La menace terroriste pèse sur les Camerounais et les habitants des pays alentours. Le traumatisme causé par ce conflit est présent dans l’esprit de tous. C’est pourtant avec confiance que les enfants vont se confier à Cyrielle Raingou et sa caméra. En leur laissant une place pour s’exprimer, la réalisatrice amène les enfants à se livrer de façon légère sur les atrocités qu’ils ont pu voir et subir. Le choix de la focalisation à travers les yeux des enfants n’est d’ailleurs pas anodin. À travers des plans de caméra doux, le spectateur est invité à imaginer et comprendre la violence sans pour autant la voir directement sur des images. L’étouffement de la violence terroriste est un choix médité de Cyrielle Raingou. Le groupe terroriste est un spectre, une évocation, un récit qui nous sera évoqué seulement par des enfants, et c’est cela qui inspire le nom du film.
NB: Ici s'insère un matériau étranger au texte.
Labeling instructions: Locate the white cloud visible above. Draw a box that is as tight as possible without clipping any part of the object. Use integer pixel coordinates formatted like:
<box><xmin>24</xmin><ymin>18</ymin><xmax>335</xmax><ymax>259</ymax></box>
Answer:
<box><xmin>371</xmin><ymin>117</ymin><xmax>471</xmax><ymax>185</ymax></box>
Ce film plus proche du documentaire que de la fiction est d’abord très touchant. La créativité et la légèreté d’esprit que possèdent les enfants est un vrai hommage à l’humanité. Bien que très exposés à la guerre, ces jeunes Camerounais sont animés par la flamme, l’espoir, qui leur permet de surmonter les épreuves difficiles. Ils sont innocents, bien qu’ils aient pu voir des choses infernales, et leur sensibilité est très bien représentée à travers la caméra de Cyrielle Raingou. Ses plans sont calmes et humbles, purs et délicats. Le spectateur est immergé dans la vie quotidienne de ces enfants, qu’il apprend à connaître intimement et finit attristé de devoir s’en séparer à la fin.